L’Ouravie est un continent très vaste, et les cultures qui s’y trouvent sont multiples. Tout comme pour les Iles Pryor, chaque toponyme renvoie à une signification culturelle ou géographique. Le nord abrite des cultures semblables aux cultures germaniques historiques, avec des noms tirés de l’allemand et du danois, tandis que le centre et le sud rassemble une culture proche du sud de la France médiévale. La présence de toponymes danois au nord est faite pour mettre en avant la proximité culturelle des habitants du nord de l’Ouravie et du sud des Iles Pryor.
La côte de l'Aquilon
Carte de la Côte de l’Aquilon.
Cette carte présente une région du nord de l’Ouravie, proche des Iles Pryor. Dans le cadre du conflit entre les deux puissances, la Côte de l’Aquilon est un bon exemple de la diversité des origines des habitants de l’Empire. Les villes côtières sont peuplées en partie de Pryoriens, qui marchandent sur les mers. La guerre a entraîné l’interdiction du commerce, provoquant la colère des habitants qui jettent la faute sur les Pryoriens expatriés. Ces derniers continuent à traiter avec leurs cousins du nord, créant ainsi un réseau de contrebande.
Les cas diffèrent selon la ville : Seiteburg étant le chef-lieu de la région, les forces militaires sont très présentes et rendent la vie de la population locale difficile ; les pryoriens de la ville sont persécutés. A Nordlige, les deux communautés parviennent toujours à s’entendre ; la contrebande y est également très active, puisque la guerre a amené la majorité des services de sécurité de la ville à partir pour rejoindre les forces militaires.
Là encore, les toponymes ont leur importance : « Jaegerhytte » se rapproche de l’Allemand pour « cabane du chasseur », puisque la ville se trouve au sein d’une forêt. Le nom même de la région fait référence à l’aquilon, un vent froid, souvent orageux soufflant du nord vers le sud.
L’échelle de la carte permet de développer plus en détail les activités locales, comme les ressources produites ou les légendes populaires. Les villes côtières s’adonnent à la chasse à la baleine et en tirent beaucoup de bénéfices, ainsi qu’une réputation qui dépasse les frontières de la région. Le port d’Afgrundburg accueille une partie de la flotte ouravienne mobilisée pour la guerre. Le bois extrait à Jaegerhytte sert à l’entretien des navires.

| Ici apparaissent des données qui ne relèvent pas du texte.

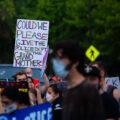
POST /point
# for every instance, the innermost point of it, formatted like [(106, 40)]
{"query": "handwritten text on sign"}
[(31, 43), (40, 112)]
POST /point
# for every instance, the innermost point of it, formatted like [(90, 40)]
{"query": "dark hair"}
[(19, 73), (13, 94), (73, 51), (32, 90), (10, 92), (55, 89), (30, 78)]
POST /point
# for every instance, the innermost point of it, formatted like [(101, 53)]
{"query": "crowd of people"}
[(77, 91)]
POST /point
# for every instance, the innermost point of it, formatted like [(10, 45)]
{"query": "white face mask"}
[(49, 97), (11, 108)]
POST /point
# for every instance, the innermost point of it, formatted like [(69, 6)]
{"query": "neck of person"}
[(74, 79), (104, 85), (22, 106)]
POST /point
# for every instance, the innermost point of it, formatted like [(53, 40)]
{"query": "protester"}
[(43, 88), (29, 72), (13, 100), (81, 101), (54, 96), (35, 96), (20, 76), (107, 88), (111, 107), (30, 82)]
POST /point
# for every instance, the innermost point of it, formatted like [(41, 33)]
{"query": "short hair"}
[(31, 79), (55, 89), (13, 94), (19, 73), (73, 51)]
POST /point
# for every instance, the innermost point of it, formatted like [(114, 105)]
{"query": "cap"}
[(90, 70)]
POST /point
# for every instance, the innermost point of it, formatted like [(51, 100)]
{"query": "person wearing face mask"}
[(81, 100), (13, 100), (54, 97), (110, 104), (43, 88)]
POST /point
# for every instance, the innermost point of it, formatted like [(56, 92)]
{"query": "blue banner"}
[(40, 112)]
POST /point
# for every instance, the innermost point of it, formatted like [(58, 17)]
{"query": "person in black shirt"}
[(110, 104), (55, 98), (81, 100)]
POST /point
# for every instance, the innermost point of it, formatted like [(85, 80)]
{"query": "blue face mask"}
[(96, 86), (59, 69)]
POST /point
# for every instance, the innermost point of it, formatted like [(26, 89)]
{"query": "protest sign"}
[(114, 81), (40, 112), (21, 86), (31, 43)]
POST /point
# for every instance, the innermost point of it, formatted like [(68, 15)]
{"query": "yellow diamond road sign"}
[(92, 53)]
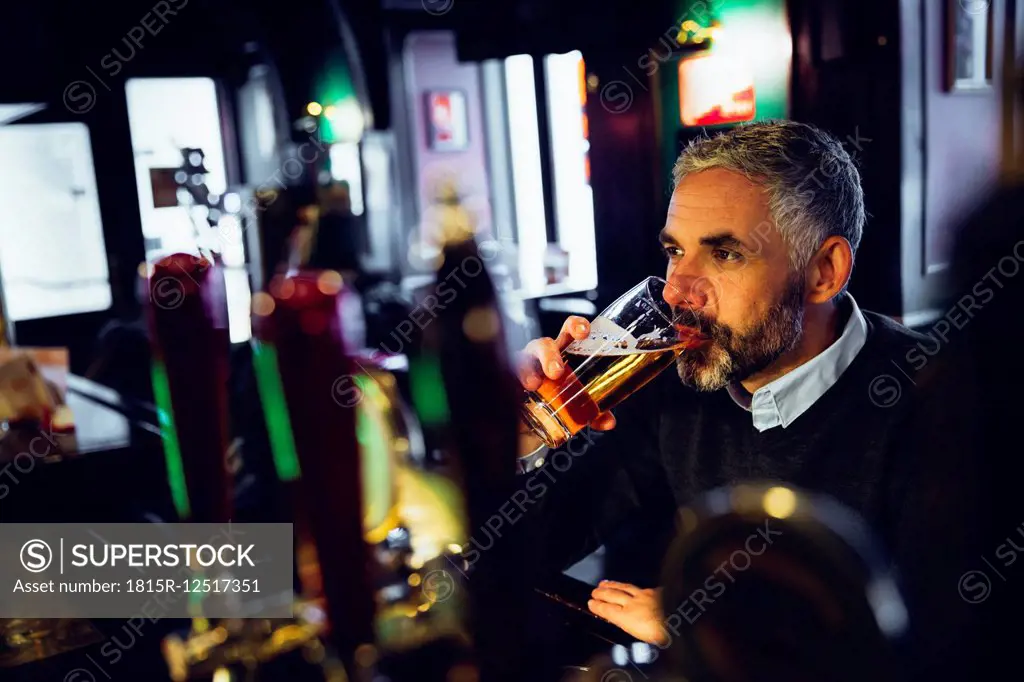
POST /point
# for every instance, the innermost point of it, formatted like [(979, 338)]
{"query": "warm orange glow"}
[(329, 283), (716, 88), (583, 83)]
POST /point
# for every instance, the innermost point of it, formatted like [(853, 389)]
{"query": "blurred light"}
[(779, 502), (287, 289), (889, 609), (642, 653), (262, 304), (232, 203), (346, 120), (345, 167), (329, 283)]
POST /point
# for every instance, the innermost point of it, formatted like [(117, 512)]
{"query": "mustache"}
[(706, 325)]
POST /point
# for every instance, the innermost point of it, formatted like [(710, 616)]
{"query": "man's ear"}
[(829, 269)]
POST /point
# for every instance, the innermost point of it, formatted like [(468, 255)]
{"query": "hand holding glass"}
[(630, 343)]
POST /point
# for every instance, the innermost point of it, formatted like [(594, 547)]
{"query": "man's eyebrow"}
[(720, 240), (723, 240)]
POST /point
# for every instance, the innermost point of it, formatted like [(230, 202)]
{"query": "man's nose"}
[(691, 292)]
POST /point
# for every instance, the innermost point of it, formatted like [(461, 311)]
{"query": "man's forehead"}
[(718, 197), (717, 187)]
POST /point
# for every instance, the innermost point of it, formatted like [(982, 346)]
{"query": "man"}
[(796, 384)]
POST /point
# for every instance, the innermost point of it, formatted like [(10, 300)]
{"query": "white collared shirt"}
[(785, 398)]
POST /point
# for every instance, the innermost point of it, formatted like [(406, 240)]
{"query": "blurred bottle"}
[(186, 309), (468, 394), (303, 316)]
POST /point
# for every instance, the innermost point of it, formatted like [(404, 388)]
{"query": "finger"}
[(603, 422), (529, 372), (625, 587), (604, 609), (573, 328), (612, 596), (548, 355)]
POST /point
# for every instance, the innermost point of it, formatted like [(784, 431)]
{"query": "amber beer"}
[(633, 341), (592, 384)]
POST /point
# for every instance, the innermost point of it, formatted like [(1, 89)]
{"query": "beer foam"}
[(606, 338)]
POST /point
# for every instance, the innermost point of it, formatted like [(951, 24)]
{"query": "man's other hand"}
[(634, 609)]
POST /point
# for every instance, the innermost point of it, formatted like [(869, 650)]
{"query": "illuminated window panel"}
[(569, 146), (52, 256)]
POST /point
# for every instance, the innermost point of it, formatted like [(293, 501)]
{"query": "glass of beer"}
[(630, 343)]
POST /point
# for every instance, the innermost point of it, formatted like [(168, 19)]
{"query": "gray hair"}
[(812, 183)]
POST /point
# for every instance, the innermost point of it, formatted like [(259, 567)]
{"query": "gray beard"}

Tous les détails sur cette région sont consultables ici.
Plan de Seiteburg.
Seiteburg est le chef-lieu de la Côte de l’Aquilon. Le quartier de l’Orage est un quartier pauvre, situé près du port et du quartier du Harpon, situé à l’extérieur de la ville. Le quartier du Harpon abrite les nombreux entrepôts où sont gardés les produits de la pêche et de la chasse à la baleine ; on y trouve également de nombreux fours permettant d’extraire la précieuse huile de baleine qui a fait la réputation de la ville. Ces fours produisent une épaisse fumée noire quise propage souvent sur le quartier de l’Orage. Enfin, le Haut-Quartier des Pins abrite l’élite de la ville : positionnée en hauteur et protégée par d’autres murs, le quartier est à l’abri à la fois des troubles de la ville et des émanations du port.
Au centre de la ville se trouve le Grand Marché de l’Aquilon, d’ordinaire peuplé de pryoriens et d’ouraviens venus vendre leurs marchandises, mais très silencieux dans cette période de conflit. Au milieu de ce marché se dresse le Centre de la Baleine, la chambre du commerce de la ville.
Cette ville est pensée pour représenter l’ensemble des idées qui définissent la Côte de l’Aquilon : commerce, cosmopolitisme et troubles de la guerre. Le plan illustre comment la ville est reliée au reste du monde, notamment grâce au nom des Portes.